Vegetable Noodle Soup
This soup is just as good for dinner as it is for lunch --
it's warm and comforting and perfect for a rainy day.
Ingredients:
- 2 tablespoons extra virgin olive oil
- 1 rib celery, sliced (about 1 cup)
- 1 medium carrot, sliced (about 3/4 cup)
- 1 clove garlic, smashed
- 1/4 medium onion, about 1/2 cup
- 1/4 teaspoon kosher salt
- 1/3 cup orzo or other small pasta or egg noodles or broken up spaghetti
- 4 cups low-sodium chicken broth (1-quart box, or 2 cans)
- Small handful fresh parsley leaves, basil or dill, chopped (about 2 tablespoons)

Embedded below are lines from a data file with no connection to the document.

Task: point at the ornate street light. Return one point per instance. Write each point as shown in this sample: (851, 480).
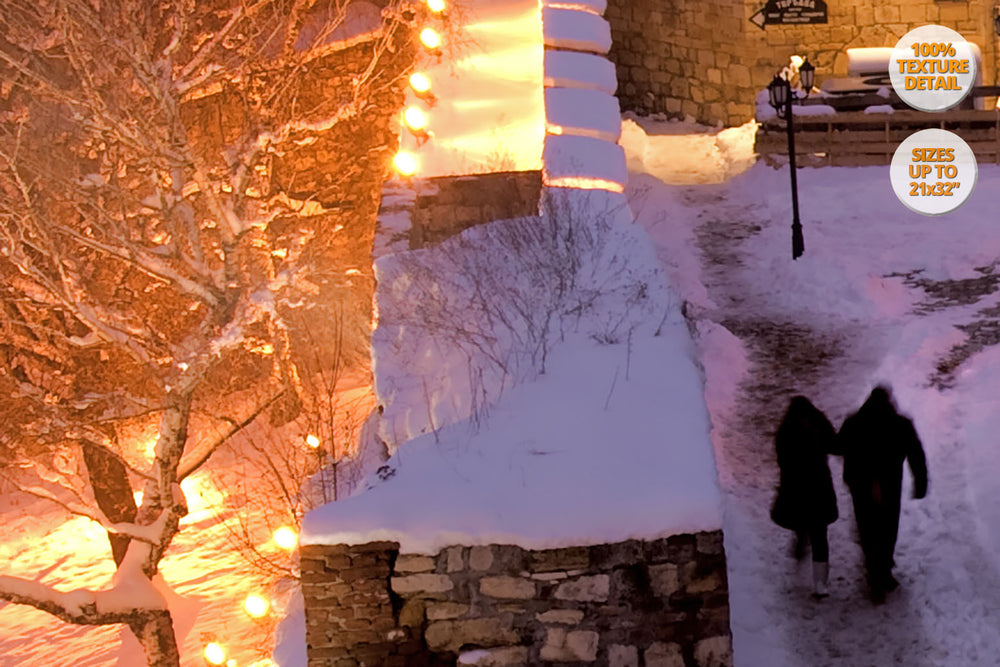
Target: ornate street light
(781, 96)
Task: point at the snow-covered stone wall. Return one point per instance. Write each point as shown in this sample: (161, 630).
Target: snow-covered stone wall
(660, 603)
(434, 209)
(582, 118)
(705, 59)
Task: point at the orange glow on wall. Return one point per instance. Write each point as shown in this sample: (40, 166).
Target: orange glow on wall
(415, 118)
(584, 183)
(215, 653)
(286, 538)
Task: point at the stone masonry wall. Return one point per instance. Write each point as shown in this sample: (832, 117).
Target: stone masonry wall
(661, 603)
(705, 59)
(447, 205)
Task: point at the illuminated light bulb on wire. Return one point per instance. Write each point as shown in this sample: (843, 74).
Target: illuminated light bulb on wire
(286, 538)
(416, 121)
(421, 85)
(430, 38)
(405, 163)
(215, 654)
(256, 606)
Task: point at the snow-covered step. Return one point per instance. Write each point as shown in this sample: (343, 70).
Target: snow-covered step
(585, 113)
(592, 6)
(569, 69)
(575, 30)
(584, 162)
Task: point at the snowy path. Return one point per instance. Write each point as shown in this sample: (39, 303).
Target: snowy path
(948, 607)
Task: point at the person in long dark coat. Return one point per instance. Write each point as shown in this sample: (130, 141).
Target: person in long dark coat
(875, 441)
(806, 502)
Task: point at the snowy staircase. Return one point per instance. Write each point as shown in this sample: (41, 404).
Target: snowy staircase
(582, 116)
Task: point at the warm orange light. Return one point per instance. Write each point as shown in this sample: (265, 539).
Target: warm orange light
(420, 82)
(430, 38)
(415, 118)
(215, 654)
(405, 163)
(256, 606)
(286, 538)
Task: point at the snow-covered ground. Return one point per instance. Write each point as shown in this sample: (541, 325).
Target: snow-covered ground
(727, 247)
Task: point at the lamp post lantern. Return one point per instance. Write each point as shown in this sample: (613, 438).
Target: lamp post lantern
(781, 96)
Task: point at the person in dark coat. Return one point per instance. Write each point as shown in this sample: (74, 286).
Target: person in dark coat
(806, 502)
(875, 441)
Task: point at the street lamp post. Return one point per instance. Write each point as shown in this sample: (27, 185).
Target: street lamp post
(781, 96)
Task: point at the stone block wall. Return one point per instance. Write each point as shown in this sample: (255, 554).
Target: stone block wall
(705, 59)
(446, 205)
(660, 603)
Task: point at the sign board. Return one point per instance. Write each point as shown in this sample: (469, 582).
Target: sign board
(790, 12)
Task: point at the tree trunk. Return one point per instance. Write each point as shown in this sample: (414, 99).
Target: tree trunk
(113, 493)
(155, 632)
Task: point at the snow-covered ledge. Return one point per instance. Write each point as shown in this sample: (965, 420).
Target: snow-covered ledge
(582, 117)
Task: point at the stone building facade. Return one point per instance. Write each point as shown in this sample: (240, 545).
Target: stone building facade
(705, 59)
(657, 603)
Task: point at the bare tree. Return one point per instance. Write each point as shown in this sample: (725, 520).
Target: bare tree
(152, 243)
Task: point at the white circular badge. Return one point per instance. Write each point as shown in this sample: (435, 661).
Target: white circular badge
(933, 171)
(932, 68)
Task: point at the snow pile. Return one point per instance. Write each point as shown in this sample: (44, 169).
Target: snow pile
(610, 443)
(576, 30)
(489, 114)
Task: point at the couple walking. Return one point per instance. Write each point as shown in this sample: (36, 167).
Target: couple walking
(874, 441)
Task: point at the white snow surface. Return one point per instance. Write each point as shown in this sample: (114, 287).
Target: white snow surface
(571, 160)
(859, 239)
(569, 69)
(489, 114)
(583, 455)
(585, 113)
(576, 30)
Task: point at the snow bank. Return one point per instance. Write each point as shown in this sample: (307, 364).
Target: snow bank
(683, 152)
(584, 162)
(570, 69)
(585, 113)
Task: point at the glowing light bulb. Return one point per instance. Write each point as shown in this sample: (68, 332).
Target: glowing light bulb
(256, 606)
(430, 38)
(286, 538)
(420, 82)
(215, 653)
(415, 118)
(405, 163)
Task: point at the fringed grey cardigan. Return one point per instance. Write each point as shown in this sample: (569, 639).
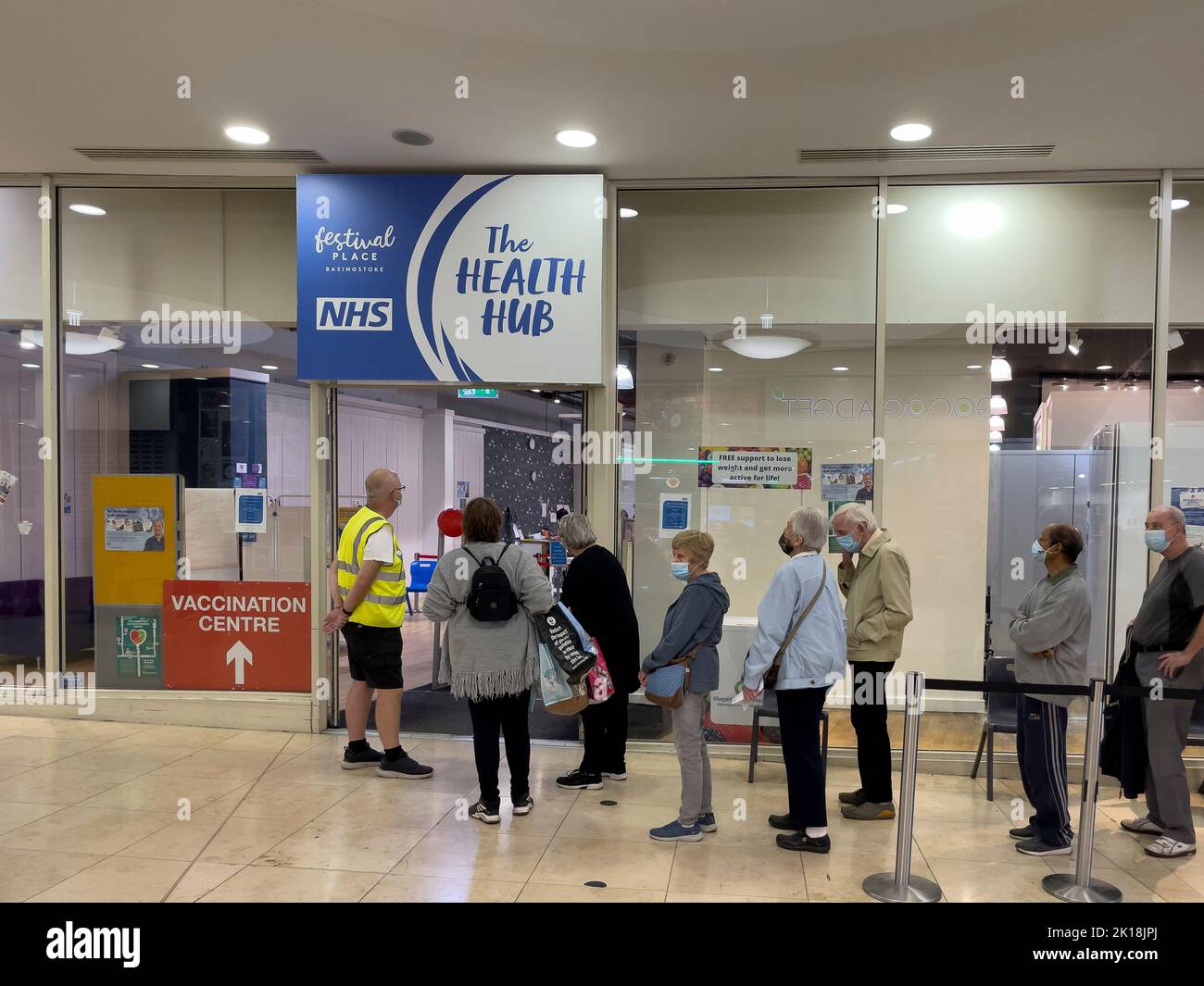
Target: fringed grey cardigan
(486, 660)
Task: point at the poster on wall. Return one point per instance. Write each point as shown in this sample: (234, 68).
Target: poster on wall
(757, 468)
(1191, 501)
(133, 529)
(137, 645)
(476, 279)
(847, 481)
(674, 514)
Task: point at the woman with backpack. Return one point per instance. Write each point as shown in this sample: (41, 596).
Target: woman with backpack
(484, 593)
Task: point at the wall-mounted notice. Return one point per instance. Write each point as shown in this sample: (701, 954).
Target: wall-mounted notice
(477, 279)
(674, 514)
(847, 481)
(133, 529)
(770, 468)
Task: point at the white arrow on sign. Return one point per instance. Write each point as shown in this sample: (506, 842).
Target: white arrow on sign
(240, 655)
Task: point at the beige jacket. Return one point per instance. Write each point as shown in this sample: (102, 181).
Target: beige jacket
(878, 605)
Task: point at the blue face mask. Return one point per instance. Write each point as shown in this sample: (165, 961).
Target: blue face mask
(847, 543)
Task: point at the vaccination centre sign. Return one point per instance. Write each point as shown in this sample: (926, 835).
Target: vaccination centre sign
(464, 279)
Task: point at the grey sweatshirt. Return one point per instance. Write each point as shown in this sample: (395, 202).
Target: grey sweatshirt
(1056, 613)
(486, 660)
(696, 617)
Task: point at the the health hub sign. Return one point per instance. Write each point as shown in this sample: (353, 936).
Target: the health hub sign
(450, 277)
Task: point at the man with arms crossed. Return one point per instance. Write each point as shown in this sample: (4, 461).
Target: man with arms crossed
(1051, 629)
(368, 586)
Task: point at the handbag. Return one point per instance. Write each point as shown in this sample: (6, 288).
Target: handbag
(667, 685)
(771, 674)
(597, 681)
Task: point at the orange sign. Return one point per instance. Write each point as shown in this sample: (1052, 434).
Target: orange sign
(236, 636)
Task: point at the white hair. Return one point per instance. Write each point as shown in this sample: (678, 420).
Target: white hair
(855, 514)
(576, 531)
(809, 524)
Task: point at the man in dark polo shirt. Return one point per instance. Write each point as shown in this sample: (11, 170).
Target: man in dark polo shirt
(1168, 637)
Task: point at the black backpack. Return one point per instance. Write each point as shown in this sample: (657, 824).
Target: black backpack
(490, 596)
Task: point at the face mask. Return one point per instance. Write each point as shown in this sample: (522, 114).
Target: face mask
(847, 543)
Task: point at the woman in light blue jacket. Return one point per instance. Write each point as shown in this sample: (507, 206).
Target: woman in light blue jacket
(810, 665)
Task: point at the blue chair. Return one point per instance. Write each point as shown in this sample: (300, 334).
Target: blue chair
(1002, 717)
(769, 706)
(420, 571)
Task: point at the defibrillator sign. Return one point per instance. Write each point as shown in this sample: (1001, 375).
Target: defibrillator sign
(223, 636)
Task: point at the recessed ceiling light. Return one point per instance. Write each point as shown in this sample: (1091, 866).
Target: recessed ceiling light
(244, 133)
(413, 137)
(576, 137)
(910, 131)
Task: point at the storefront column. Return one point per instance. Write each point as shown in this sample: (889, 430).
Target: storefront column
(438, 473)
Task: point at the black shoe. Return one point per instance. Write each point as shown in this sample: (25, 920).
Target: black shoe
(490, 814)
(354, 760)
(799, 842)
(405, 768)
(578, 780)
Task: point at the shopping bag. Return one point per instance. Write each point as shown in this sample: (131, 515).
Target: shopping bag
(558, 696)
(566, 643)
(598, 681)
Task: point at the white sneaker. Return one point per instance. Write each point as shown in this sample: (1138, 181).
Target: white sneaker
(1167, 848)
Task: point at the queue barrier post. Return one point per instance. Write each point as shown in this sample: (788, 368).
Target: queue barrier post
(902, 886)
(1079, 886)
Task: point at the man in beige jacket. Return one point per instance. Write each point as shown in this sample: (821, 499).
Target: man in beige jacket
(878, 605)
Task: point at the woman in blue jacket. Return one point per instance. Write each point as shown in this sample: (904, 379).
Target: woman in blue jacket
(810, 665)
(695, 621)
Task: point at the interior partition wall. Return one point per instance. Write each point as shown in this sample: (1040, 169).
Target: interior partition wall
(971, 356)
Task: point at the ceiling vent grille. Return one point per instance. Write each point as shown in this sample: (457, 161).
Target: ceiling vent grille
(956, 153)
(195, 155)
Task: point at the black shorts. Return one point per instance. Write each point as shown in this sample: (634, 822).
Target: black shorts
(373, 654)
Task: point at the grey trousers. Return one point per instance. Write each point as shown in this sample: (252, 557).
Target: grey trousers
(691, 749)
(1167, 794)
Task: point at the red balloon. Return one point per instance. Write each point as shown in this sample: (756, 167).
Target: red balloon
(450, 523)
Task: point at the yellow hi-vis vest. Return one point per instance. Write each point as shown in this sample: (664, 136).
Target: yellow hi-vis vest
(385, 601)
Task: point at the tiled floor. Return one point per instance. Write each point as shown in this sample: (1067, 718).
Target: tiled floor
(119, 812)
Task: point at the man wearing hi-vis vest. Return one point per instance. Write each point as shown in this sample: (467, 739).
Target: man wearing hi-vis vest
(368, 586)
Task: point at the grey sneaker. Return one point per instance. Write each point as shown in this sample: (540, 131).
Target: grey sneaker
(870, 810)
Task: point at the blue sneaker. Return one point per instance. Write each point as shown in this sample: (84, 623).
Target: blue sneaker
(675, 832)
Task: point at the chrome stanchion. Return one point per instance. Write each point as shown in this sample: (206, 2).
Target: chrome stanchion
(901, 886)
(1079, 886)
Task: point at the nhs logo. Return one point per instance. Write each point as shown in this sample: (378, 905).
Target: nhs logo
(357, 315)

- 1/2 lemon, juiced (about 1 tablespoon)
Instructions:
1. Heat the olive oil in a medium saucepan over medium heat; add all the vegetables, garlic and onion. Season with the salt, and cook until tender, about 6 minutes. Add the pasta and cook until slightly toasted and golden, about 2 minutes. Add broth and bring to a boil over high heat. Cook, covered, until pasta is just tender, about 8 minutes.2. Stir in whatever herb suits you (or your young eater) and lemon juice. Season with pepper and additional salt, to taste. Fill thermos, pack in a lunch sack with crackers and cheese sticks and send off to school.
Quick Note:
This soup freezes well, so freeze any leftovers or make a double batch to have plenty on hand.
Also, you can stir in some cooked chicken, if desired, for another meal.
Also, you can stir in some cooked chicken, if desired, for another meal.